I remember an interview once with Krishnaji ** , when I told him I want him I wanted to discuss my problem. The problem was that I wanted to give up smoking. And he said to me, "Miss Pratt, you' ve been talking to me about your problem, but really there are four things: there' s one, the fact is that you smoke. Then there comes the myth that you smoke and like it. The second is the myth that you wish you didn't smoke, and then comes the ideal, you wish you could be the ideal, somebody who had never smoked; and fourthly there is the inner emptiness that makes one either smoke, or go in for sex or anything else. So that you had a struggle between the fact, and the emptiness and in the middle was the myth", and then he said, "By Jove, I had a myth once." He said, "I had the myth that I was to be the world teacher when I really was an ordinary young man. At that time -and I wanted to do everything that a young wants to do: fall in love, get on a motorbike, race around- I was just a young man. I had a struggle between the myth and the fact."

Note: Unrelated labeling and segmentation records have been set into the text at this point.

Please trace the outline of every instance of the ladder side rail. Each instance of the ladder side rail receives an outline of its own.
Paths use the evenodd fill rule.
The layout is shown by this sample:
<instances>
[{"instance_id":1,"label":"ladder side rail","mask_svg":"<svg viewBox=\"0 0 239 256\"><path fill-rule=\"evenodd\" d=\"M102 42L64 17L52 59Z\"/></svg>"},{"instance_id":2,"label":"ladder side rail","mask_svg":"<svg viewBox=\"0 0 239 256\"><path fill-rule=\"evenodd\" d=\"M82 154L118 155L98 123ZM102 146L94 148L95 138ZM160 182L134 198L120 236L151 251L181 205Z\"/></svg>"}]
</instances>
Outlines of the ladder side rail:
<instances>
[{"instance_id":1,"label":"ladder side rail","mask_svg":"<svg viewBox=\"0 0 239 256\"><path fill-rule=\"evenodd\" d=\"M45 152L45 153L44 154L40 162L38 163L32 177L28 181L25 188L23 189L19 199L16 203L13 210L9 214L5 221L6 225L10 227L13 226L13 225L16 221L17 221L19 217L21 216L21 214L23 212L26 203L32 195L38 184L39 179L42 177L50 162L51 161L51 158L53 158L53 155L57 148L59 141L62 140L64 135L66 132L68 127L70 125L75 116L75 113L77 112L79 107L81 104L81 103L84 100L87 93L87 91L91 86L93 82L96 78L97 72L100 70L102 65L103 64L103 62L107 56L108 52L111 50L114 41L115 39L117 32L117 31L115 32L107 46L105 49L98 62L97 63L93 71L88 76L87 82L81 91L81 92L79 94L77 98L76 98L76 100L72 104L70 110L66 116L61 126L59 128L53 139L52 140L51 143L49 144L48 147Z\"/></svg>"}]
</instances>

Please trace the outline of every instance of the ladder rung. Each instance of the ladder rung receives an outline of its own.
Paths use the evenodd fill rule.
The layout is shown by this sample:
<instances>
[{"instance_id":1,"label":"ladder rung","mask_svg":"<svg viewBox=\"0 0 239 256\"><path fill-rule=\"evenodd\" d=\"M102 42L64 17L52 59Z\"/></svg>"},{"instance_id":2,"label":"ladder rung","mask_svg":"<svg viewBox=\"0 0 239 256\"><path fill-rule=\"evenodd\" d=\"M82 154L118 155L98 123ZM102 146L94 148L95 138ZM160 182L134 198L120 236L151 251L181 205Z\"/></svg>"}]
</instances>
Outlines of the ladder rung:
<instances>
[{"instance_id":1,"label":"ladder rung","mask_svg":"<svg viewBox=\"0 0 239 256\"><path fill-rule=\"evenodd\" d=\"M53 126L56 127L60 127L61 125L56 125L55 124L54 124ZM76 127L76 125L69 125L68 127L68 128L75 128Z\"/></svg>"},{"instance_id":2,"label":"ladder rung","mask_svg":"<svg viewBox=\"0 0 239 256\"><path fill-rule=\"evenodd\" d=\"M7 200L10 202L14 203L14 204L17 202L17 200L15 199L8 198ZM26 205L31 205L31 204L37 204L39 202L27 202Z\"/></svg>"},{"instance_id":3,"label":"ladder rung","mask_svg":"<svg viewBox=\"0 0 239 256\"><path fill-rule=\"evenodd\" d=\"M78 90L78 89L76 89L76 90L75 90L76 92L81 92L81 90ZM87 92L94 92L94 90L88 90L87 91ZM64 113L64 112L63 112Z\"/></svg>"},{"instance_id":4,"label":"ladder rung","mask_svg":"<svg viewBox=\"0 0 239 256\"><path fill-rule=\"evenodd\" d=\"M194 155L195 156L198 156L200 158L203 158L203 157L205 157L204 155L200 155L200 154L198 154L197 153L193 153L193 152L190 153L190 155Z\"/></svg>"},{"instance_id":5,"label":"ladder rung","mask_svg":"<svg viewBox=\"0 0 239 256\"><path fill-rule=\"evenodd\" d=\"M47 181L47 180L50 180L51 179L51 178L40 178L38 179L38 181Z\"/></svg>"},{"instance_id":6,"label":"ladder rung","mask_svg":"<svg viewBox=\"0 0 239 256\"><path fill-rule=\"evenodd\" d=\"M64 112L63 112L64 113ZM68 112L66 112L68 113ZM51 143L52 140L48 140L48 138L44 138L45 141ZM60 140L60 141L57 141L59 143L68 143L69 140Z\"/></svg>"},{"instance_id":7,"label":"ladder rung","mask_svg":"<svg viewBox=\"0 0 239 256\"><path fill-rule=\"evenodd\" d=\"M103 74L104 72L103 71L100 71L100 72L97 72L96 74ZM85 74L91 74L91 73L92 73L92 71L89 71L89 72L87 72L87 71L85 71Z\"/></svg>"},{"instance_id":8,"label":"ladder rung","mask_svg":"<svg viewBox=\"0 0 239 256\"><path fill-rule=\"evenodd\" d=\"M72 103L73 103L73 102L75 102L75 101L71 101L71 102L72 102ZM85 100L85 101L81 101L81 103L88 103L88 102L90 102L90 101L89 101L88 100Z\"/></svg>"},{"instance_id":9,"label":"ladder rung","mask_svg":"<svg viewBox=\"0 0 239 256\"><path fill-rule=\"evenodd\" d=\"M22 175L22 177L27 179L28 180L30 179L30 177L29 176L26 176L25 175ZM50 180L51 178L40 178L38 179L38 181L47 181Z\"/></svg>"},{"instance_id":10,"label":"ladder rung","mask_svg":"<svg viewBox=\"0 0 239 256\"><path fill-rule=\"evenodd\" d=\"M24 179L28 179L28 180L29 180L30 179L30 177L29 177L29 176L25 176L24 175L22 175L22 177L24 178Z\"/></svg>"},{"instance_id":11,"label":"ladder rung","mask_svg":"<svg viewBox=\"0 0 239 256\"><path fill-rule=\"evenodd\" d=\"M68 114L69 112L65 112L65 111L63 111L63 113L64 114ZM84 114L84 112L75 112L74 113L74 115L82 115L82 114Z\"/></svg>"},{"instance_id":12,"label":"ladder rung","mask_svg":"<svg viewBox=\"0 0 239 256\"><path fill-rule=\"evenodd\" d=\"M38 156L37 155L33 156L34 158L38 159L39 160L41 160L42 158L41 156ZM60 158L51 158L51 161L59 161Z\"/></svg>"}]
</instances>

Doris had the early opportunity to have long thoughtful discussions with Krishnamurti. In one of them, he revealed his equivocal avowal of his role in this early statement made to her:
"The tears of all the world have produced the world teacher."
** Krishnaji is an respectful way of saying Krishnamurti. The -ji part signifies respect.
From an Interview with Doris Pratt * ; Evelyn Blau: "KRISHNAMURTI, 100 YEARS" P.148
*Organizer of Krishnamurti talks, London.